What does histogram of activation mean in Caliberation for INT8 in tensorRT?

agupta2 · April 19, 2018, 8:03pm

I am going through [url]http://on-demand.gputechconf.com/gtc/2017/presentation/s7310-8-bit-inference-with-tensorrt.pdf[/url] and it says (slide 18) while calibrating to find optimal value for threshold using KL Divergence, it collects “histogram of activations”, what exactly does activation refer to? Also the graph (on the left) has y-axis as “Normalized Number of Counts”, which is also unclear to me. Any reference or brief idea would be great!

Thanks!

SteveNV · April 23, 2018, 10:17am

Dear agupta2,

it collects “histogram of activations”, what exactly does activation refer to

Activation = output produced by any layer of the network, in other words: result of forward pass, typically layers operate like this (for inference):

output_activation = layer(constant_weights, input_activation_from_previous_layer)

and in TRT we are collecting histograms of absolute values of output activations from all layers, histograms are collected from fp32 runs.

y-axis as “Normalized Number of Counts”, which is also unclear to me

Histograms contains “counts” (integers), for the plots normalized, so:
normalized_count = count / sum(all_counts)

so all normalized counts sum to 1, and for example value “0.3” means that 30% of activations for that layer were in that histogram bucket.

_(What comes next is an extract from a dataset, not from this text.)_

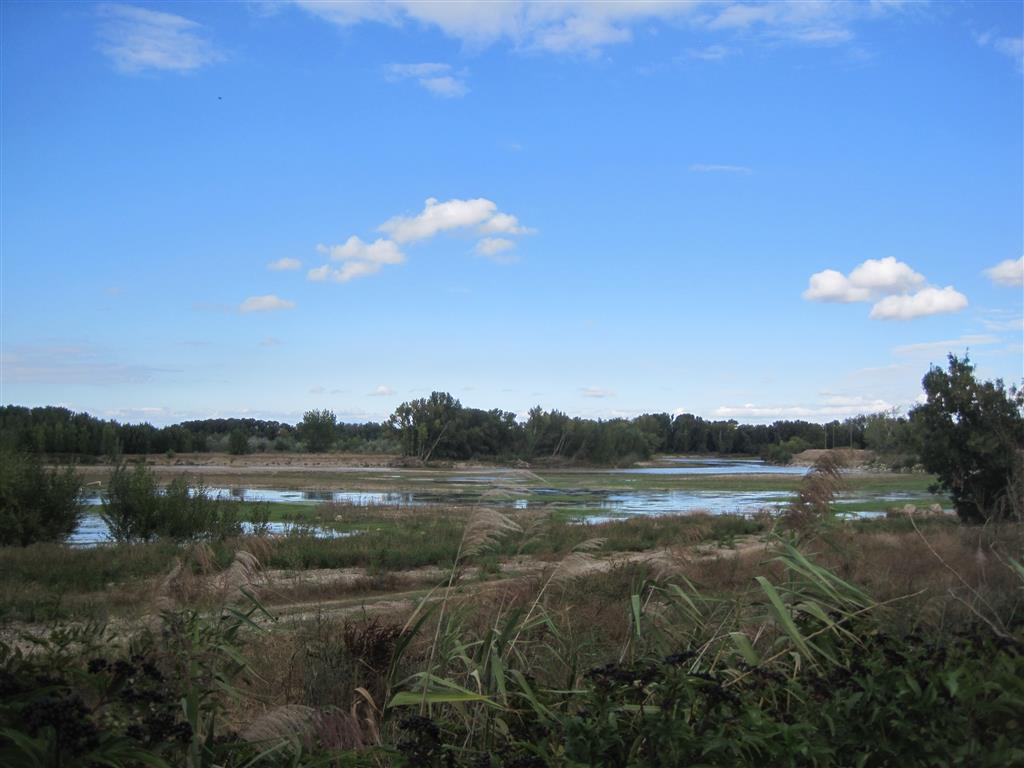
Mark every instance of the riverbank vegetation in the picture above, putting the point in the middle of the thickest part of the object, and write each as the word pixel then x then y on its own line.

agupta2 · April 23, 2018, 2:16pm

Makes sense now, thanks a lot!

Thanks SteveNV!

luca.puglia89 · June 1, 2018, 10:42am

Hi SteveNV,

can you be more specific when you say:

we are collecting histograms of absolute values of output activations

in that slide (page 18) the histogram of vgg19:conv3_4 is shown, I really don’t get where those points come from, that layer has multiple channel (256 if i’m corect), which output value are you considering?

EDIT:
do you also have to scale back the quantized distribution in order to compare it with the original one?